Note that, for now, both SBT and LCA database can only contain one “type” of signature (one ksize, one moltype, etc.) If the database signature type is incompatible with the other signatures, sourmash will complain. In contrast, signature files can contain many different types of signatures, and compatible ones will be discovered automatically.

Combining search databases on the command line

All of the commands in sourmash operate in “online” mode, so you can combine multiple databases and signatures on the command line and get the same answer as if you built a single large database from all of them. The only caveat to this rule is that if you have multiple identical matches, the first one to be found will differ depending on the order that the files are passed in on the command line.
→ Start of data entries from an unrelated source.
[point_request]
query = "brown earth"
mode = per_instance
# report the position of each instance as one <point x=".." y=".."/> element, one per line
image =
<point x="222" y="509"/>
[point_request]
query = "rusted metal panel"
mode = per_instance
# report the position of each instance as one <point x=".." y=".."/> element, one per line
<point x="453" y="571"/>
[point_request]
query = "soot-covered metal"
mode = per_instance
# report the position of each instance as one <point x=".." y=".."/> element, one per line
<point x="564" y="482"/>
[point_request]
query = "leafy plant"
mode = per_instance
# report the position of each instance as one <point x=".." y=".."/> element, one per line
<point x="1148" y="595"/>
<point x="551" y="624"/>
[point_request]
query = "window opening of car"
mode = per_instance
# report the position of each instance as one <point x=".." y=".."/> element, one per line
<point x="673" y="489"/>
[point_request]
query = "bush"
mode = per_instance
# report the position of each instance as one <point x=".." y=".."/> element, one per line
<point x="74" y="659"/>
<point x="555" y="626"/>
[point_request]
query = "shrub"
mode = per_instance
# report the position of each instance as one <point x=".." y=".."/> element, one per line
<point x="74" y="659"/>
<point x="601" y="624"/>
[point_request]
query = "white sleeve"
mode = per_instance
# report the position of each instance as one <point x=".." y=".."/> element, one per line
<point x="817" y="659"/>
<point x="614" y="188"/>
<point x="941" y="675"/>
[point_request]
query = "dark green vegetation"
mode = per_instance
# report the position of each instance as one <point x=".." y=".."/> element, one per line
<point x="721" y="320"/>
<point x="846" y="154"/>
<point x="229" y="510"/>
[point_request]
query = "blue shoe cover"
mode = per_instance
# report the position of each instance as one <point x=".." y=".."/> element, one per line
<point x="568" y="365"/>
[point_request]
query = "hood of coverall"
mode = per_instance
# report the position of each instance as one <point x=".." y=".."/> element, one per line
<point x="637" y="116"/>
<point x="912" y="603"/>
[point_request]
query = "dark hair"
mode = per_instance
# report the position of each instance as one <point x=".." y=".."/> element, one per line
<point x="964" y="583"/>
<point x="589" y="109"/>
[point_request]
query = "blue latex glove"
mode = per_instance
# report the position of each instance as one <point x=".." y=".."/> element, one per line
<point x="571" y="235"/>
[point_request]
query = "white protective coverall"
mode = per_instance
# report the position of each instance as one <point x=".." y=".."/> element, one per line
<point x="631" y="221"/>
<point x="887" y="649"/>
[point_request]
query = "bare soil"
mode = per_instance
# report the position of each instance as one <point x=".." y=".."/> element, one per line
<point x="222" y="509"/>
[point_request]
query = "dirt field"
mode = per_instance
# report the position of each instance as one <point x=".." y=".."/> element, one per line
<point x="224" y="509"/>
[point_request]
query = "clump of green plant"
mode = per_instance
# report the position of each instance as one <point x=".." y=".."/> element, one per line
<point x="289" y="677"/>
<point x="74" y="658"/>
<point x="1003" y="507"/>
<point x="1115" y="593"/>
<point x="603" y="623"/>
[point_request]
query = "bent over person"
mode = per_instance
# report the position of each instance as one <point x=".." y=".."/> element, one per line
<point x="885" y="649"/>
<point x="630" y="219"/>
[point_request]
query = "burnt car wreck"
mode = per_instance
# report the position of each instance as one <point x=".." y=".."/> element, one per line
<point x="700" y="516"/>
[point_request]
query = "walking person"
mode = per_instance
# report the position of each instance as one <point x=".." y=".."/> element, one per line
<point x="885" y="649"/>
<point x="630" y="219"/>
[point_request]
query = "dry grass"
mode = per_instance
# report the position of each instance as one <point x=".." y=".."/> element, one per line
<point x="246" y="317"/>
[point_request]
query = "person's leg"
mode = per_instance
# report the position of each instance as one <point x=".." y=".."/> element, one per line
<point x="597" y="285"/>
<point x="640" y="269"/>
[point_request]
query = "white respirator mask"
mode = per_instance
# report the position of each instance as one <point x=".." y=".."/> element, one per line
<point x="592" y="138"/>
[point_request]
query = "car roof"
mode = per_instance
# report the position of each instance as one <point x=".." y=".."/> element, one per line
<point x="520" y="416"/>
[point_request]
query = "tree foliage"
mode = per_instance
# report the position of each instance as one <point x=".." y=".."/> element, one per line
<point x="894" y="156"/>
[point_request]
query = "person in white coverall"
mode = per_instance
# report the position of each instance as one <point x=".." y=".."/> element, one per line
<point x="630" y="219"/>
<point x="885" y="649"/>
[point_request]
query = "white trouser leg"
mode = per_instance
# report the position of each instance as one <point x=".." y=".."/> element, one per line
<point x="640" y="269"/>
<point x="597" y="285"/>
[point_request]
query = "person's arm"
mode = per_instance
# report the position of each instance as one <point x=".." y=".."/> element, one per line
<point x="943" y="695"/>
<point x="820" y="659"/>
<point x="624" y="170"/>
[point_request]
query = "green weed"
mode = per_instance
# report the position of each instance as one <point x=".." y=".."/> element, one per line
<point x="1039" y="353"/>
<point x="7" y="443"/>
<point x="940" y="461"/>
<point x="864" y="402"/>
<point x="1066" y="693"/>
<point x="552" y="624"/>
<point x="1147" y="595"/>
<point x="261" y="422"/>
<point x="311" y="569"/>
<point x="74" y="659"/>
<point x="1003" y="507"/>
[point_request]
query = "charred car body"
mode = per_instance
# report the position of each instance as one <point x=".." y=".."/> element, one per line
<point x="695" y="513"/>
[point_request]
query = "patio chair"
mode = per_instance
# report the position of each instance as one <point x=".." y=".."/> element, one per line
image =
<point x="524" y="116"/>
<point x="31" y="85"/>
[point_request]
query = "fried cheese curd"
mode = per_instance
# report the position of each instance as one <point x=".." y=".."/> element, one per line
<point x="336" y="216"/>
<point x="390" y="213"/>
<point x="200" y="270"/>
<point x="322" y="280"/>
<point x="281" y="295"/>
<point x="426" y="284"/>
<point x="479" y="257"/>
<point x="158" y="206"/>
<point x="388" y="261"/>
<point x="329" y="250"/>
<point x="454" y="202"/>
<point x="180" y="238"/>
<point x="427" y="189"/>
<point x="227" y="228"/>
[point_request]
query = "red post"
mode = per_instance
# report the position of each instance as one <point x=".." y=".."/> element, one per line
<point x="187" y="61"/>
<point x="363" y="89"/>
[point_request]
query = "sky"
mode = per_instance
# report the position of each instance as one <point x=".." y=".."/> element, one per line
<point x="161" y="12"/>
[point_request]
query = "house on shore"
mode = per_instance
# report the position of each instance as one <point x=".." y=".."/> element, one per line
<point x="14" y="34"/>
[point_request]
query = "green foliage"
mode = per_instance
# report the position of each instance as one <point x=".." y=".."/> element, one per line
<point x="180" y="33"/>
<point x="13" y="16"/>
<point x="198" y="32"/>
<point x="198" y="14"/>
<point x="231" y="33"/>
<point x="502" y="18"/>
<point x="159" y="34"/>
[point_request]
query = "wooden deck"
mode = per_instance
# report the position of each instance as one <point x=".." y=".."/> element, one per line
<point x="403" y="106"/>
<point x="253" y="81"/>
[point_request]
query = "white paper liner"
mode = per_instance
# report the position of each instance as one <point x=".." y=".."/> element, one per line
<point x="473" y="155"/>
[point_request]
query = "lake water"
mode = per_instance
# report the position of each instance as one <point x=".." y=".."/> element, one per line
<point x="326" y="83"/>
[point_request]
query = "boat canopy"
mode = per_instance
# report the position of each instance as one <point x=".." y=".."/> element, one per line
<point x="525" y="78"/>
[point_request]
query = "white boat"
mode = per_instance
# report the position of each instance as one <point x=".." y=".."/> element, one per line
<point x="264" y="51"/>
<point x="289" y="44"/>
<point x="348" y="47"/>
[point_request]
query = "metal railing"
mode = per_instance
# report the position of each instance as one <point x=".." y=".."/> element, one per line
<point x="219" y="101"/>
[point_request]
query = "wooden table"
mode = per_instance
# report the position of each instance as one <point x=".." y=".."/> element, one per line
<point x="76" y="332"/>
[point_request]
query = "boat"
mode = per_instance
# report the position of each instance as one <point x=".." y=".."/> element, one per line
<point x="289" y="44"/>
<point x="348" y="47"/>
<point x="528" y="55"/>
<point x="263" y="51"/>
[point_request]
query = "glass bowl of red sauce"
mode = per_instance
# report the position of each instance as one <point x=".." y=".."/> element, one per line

This can actually be pretty convenient for speeding up searches - for example, if you’re using sourmash gather and you want to find any new results after a database update, you can provide a file containing the previously found matches on the command line before the updated database. Then gather will automatically “find” the previously found matches before anything else, but only if there are no better matches to be found in the updated database. (OK, it’s a bit of a niche case, but it’s been useful. :)

Using stdin

Most commands will take signature JSON data via stdin using the usual UNIX convention, -. Moreover, sourmash sketch and the sourmash sig commands will output to stdout. So, for example,

sourmash sketch ... -o - | sourmash sig describe - will describe the signatures that were just created.

(This is a relatively new feature as of 3.4 and our testing may need some work, so please let us know if there’s something that doesn’t work and we will fix it :).